How does Secuvant help me make money with cyber security?
Information security can help enable your customers and employees be more efficient, and increase trust to do business with your company. There are ways Secuvant can help your customers get access to information quicker, more securely and have a better experience that will increase repeat business. It has been shown that customers pick providers that they trust. By using security as a marketing tool you can increase the likelihood of customers doing business with you. We can also help you better use tools like Single Sign On and strong authentication to improve customer satisfaction. We can protect the money you do make from mistakes, misuse and malice. There are other ways too, depending on your market and strategies.
Secuvant is independent, what does that mean?
Secuvant does not sell any software or products. We act as your security department focused on your needs and requirements. In fact we have a service that is called virtual CISO that allows you to have the security expertise on staff without the high cost of hiring someone full time. We work for you, and evaluate your security vendors and investments. We don't try and sell you software and hardware like other firms.
What is the secuvant maturity model?
Secuvant has created a model where we can score your security posture on a scale from 0 to 5 based on risks to your business. I identify the gaps in your security posture and programs and then create a comprehensive security program that can improve your security while enabling your business. It is unique in that we focus on enabling your business, not just locking things down. The more secure you are, the more efficient your business processes are and the lower the costs of security becomes.
What type of scanning do you do for free?
For qualified customers we will scan 5-10 different devices (Windows, Linux, Mac, iPhone, iPad, Android) at no cost. This consists of two scans, one for security that shows vulnerabilities on the device and the second that will identify vulnerable data like credit card and social security numbers. There is no hardware to install, nothing to plug into your network, and we can do this 100% remotely. It only takes about an hour and the results are impressive.

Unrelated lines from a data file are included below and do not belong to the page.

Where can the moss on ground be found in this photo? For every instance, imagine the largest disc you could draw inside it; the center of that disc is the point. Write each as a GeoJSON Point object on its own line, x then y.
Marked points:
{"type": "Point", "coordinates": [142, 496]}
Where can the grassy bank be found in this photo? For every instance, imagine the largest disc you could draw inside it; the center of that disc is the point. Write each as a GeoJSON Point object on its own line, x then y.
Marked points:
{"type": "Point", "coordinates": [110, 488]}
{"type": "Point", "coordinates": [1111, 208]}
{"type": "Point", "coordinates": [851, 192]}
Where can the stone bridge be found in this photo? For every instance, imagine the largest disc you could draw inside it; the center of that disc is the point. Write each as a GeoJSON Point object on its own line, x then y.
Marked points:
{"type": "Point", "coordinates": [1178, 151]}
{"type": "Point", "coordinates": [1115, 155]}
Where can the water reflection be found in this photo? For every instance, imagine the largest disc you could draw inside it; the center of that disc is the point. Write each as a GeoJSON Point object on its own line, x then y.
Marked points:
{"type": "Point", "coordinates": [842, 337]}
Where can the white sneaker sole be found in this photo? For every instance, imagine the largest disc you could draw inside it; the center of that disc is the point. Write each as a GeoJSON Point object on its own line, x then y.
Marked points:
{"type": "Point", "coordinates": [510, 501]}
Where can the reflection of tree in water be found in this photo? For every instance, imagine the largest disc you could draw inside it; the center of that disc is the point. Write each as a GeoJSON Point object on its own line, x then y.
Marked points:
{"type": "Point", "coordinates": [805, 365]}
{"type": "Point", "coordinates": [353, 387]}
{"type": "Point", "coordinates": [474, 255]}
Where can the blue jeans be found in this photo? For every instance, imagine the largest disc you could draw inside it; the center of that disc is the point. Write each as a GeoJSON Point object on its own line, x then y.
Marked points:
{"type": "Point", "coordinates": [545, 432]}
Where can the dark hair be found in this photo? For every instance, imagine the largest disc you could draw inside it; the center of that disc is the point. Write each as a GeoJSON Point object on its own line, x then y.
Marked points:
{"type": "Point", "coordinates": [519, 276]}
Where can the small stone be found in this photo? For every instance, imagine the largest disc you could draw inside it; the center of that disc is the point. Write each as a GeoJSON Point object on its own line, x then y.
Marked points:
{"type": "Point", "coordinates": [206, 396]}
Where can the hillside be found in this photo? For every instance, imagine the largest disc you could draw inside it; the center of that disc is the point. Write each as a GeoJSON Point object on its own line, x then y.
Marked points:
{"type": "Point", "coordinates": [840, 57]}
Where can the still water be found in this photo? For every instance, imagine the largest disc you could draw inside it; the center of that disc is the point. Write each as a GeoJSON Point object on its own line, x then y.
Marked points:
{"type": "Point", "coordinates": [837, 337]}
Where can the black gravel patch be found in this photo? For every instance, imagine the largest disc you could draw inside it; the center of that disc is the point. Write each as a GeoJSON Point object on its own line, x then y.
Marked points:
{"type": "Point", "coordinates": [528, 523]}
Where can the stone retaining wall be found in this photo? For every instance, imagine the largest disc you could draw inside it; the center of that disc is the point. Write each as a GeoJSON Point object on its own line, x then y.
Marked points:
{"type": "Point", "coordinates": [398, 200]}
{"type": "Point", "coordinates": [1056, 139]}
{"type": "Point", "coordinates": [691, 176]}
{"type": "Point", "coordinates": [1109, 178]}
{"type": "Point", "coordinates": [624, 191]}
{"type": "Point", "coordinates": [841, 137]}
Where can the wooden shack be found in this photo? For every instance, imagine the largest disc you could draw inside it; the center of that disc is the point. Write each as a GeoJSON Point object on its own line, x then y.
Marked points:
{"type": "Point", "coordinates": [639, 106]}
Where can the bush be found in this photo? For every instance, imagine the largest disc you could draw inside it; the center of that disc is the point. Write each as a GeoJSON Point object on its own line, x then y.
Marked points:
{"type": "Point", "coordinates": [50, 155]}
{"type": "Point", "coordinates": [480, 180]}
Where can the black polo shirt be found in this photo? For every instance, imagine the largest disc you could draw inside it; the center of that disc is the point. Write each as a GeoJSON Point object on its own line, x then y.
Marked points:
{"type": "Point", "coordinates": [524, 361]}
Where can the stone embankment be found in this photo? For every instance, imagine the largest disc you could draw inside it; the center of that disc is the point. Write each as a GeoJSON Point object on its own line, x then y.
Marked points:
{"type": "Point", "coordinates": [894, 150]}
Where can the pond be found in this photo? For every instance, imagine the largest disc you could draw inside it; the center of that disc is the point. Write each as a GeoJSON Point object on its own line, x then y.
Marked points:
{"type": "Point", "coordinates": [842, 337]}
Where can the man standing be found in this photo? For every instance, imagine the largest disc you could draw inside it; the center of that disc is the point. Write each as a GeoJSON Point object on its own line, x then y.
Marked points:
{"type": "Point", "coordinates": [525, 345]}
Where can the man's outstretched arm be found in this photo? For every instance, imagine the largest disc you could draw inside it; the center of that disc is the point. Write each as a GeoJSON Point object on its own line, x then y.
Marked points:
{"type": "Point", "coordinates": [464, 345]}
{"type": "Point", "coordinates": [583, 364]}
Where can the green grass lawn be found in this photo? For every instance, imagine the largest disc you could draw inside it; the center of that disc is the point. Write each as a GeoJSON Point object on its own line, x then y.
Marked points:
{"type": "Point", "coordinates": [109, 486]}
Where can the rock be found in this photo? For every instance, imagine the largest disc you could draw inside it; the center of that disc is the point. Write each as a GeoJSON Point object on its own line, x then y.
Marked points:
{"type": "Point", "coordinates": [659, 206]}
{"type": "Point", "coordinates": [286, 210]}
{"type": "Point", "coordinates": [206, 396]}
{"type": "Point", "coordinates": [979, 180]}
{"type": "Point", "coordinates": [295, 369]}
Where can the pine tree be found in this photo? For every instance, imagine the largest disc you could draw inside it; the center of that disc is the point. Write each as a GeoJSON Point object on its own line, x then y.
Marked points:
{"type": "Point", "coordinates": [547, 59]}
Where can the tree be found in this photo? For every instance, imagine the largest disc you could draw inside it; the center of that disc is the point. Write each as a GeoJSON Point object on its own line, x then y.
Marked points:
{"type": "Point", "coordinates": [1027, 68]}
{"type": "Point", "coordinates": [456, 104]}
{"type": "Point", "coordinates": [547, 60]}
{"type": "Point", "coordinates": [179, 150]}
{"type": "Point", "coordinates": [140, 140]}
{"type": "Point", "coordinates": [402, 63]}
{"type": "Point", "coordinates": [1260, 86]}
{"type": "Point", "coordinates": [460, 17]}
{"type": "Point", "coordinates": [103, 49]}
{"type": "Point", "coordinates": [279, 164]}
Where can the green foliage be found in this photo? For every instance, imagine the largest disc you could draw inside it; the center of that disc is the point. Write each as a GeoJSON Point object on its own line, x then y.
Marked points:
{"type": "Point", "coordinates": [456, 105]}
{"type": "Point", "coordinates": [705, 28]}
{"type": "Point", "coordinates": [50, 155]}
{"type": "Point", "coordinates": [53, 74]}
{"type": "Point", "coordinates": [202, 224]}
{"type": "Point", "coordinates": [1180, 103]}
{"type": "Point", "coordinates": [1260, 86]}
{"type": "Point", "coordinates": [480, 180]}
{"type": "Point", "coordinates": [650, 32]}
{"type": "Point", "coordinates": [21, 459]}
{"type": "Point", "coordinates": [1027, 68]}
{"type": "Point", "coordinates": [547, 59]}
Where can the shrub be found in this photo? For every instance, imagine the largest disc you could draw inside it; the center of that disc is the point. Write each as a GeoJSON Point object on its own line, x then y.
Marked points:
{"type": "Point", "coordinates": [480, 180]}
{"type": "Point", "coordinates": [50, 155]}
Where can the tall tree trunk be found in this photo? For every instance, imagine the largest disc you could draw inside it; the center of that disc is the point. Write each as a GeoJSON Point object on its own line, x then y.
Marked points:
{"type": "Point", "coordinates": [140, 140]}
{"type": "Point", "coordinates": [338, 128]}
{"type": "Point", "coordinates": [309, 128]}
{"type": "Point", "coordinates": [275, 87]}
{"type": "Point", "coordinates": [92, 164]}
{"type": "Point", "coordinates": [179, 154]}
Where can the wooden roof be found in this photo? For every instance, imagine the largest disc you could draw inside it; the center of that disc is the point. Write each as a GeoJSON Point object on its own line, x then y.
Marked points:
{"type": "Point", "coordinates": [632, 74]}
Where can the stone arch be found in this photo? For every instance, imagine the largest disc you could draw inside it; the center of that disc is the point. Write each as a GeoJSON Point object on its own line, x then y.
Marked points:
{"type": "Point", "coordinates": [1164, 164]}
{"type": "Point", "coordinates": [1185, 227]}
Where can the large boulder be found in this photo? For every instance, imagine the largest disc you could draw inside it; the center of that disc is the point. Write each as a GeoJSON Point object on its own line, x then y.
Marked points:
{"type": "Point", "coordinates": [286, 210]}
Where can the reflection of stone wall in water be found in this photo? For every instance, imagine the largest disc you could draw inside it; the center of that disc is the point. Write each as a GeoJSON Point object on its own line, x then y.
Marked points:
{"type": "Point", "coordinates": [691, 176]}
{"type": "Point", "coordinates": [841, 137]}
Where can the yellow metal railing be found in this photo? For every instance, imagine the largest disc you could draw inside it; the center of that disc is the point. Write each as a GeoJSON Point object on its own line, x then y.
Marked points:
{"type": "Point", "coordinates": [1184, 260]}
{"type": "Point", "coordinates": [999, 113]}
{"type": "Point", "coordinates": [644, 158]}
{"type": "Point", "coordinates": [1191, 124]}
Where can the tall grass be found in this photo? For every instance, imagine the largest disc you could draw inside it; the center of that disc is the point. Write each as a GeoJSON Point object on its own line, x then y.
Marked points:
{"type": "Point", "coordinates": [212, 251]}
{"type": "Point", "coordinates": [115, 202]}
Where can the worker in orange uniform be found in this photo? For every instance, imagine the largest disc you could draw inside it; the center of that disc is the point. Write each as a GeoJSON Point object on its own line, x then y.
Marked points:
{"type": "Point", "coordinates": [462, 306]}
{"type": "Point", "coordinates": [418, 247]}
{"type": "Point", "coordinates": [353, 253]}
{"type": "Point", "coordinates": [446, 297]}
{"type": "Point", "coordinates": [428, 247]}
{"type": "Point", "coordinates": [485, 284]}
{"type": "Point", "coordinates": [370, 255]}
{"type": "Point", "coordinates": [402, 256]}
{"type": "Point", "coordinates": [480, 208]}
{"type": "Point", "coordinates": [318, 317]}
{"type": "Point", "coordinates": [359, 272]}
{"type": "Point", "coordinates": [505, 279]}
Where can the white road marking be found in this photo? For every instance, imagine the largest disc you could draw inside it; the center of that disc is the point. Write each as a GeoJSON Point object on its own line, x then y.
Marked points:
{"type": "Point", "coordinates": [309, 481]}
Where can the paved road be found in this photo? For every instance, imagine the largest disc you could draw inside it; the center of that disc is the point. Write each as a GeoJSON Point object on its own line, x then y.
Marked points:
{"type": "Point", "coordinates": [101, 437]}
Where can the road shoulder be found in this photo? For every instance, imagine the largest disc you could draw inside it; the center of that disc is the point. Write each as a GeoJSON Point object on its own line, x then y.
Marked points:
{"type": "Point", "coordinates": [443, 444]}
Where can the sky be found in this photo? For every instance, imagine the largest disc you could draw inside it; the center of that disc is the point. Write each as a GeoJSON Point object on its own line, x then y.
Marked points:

How does Secuvant help lower my risks?
Secuvant has a very formal process based on industry standards like ISO and CoBit that will identify your risks and gaps. These risks are then mapped to the way we can address them, including mitigation, assignment and acceptance. We act as your security department, and manage these risks with our 24x7 Security Virtual Security Operations Center (SOC) that includes complete intrusion detection and incident response to reduce risks. We have a very unique maturity model that we create a comprehensive security program that manages new and changing risks as well.
We don’t have any critical data, so if we get hacked it is no big deal. Why use you?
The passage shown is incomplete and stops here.